Jack Gilbert

From the Paris Review Interview with Jack Gilbert:

INTERVIEWER
How do you know when you’ve finished [a poem]?

GILBERT
If I’m writing well it comes to an end with an almost-audible click. When I started out I wouldn’t write a poem until I knew the first line and the last line and what it was about and what would make it a success. I was a tyrant and I was good at it. But the most important day in my career as a writer was when Linda said, Did you ever think of listening to your poems? And my poetry changed. I didn’t give up making precreated poetry, but you have to write a poem the way you ride a horse—you have to know what to do with it. You have to be in charge of a horse or it will eat all day—you’ll never get back to the barn. But if you tell the horse how to be a horse, if you force it, the horse will probably break a leg. The horse and rider have to be together. 

*** 

INTERVIEWER
You once wrote, “Poetry is a bit like cows who must be freshened if the farmer wants to keep getting milk.”
GILBERT
Yes, every seven years. 
INTERVIEWER
What do you mean by “freshened”?
 GILBERT
You have to have achieved something inside.
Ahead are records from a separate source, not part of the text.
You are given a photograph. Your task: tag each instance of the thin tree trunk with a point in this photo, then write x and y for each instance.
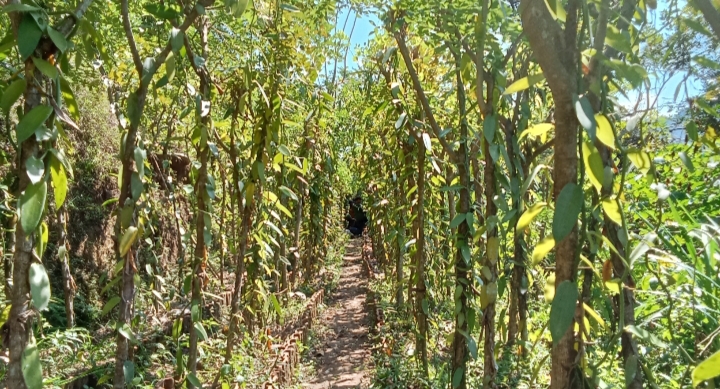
(420, 302)
(490, 277)
(21, 316)
(64, 260)
(202, 228)
(9, 226)
(462, 267)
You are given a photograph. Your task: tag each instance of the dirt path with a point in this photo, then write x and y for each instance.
(342, 354)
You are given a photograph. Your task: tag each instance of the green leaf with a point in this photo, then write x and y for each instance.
(604, 131)
(550, 288)
(136, 186)
(697, 26)
(562, 311)
(539, 129)
(288, 192)
(59, 181)
(594, 169)
(691, 129)
(567, 208)
(11, 94)
(31, 367)
(39, 286)
(465, 251)
(236, 7)
(128, 239)
(542, 249)
(63, 160)
(32, 121)
(457, 220)
(612, 210)
(32, 206)
(58, 39)
(530, 179)
(493, 249)
(617, 39)
(45, 67)
(29, 34)
(192, 378)
(556, 8)
(35, 169)
(527, 217)
(200, 331)
(631, 367)
(69, 99)
(177, 38)
(686, 161)
(707, 369)
(276, 305)
(524, 83)
(42, 239)
(401, 121)
(472, 347)
(127, 333)
(489, 126)
(457, 376)
(427, 141)
(164, 11)
(110, 305)
(128, 372)
(177, 328)
(133, 110)
(645, 336)
(20, 8)
(640, 159)
(585, 115)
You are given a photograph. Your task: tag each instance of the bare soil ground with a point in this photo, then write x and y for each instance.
(342, 352)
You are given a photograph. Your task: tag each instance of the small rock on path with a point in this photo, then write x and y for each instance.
(343, 355)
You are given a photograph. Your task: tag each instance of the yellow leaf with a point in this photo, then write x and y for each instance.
(550, 288)
(640, 159)
(612, 210)
(528, 216)
(707, 370)
(524, 83)
(127, 240)
(493, 249)
(593, 165)
(591, 312)
(537, 130)
(613, 285)
(542, 249)
(604, 131)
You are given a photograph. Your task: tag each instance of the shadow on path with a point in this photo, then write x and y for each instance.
(343, 351)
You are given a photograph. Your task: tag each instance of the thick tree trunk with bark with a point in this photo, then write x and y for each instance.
(557, 53)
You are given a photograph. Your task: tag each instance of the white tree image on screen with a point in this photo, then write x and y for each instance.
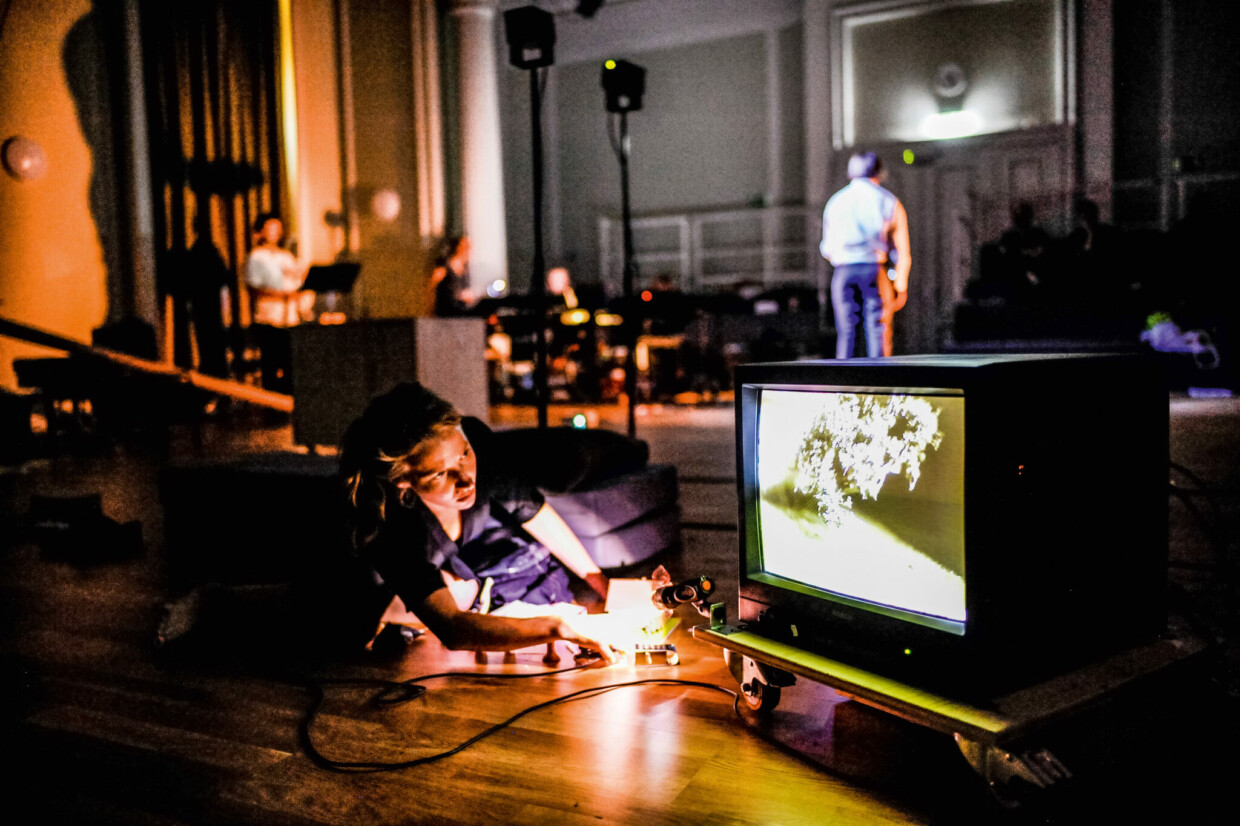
(828, 516)
(857, 442)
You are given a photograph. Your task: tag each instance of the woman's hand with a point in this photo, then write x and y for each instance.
(588, 631)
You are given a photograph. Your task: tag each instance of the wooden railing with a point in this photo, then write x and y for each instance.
(172, 373)
(706, 252)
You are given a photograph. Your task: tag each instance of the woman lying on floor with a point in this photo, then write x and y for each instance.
(442, 533)
(463, 543)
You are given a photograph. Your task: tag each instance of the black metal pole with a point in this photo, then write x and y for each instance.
(633, 320)
(538, 283)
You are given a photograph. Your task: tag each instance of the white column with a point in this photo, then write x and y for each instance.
(480, 146)
(1096, 103)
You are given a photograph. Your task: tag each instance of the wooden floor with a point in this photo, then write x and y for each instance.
(99, 728)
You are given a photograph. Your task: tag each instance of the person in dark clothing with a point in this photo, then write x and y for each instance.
(449, 279)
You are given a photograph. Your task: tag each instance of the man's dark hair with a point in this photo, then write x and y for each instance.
(864, 165)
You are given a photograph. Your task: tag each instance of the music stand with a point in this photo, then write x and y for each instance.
(331, 282)
(332, 278)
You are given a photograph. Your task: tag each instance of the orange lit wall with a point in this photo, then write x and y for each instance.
(51, 263)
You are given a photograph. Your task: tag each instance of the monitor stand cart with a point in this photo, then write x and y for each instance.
(992, 739)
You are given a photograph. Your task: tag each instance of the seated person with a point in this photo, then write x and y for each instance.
(476, 556)
(450, 292)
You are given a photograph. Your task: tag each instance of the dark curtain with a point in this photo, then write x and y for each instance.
(215, 139)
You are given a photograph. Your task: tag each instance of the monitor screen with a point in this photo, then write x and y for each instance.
(861, 497)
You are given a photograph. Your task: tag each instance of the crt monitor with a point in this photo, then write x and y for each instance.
(969, 520)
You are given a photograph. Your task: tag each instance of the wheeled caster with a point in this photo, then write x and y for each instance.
(760, 685)
(760, 696)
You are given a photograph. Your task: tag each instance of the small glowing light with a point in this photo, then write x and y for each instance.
(608, 319)
(943, 125)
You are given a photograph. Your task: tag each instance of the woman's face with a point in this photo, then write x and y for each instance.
(272, 232)
(444, 471)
You can’t make a poem out of something that’s not there. And it won’t be there unless you want it to be there. And if you don’t want it to be there, you’re in trouble. I’ll stop there.
INTERVIEWER
No, go on.
GILBERT
Why do so many poets settle for so little? I don’t understand why they’re not greedy for what’s inside them. The heart has the ability to experience so much—and we don’t have much time. 
INTERVIEWER
You taught in universities very rarely, only when you had to—just enough so that you could travel and write. Do you think writing poetry can be taught?
GILBERT
I can teach people how to write poetry, but I can’t teach people how to have poetry, which is more than just technique. You have to feel it—to experience it, whether in a daze or brightly. Often you don’t know what you have. I once worked on a poem for twelve years before I found it.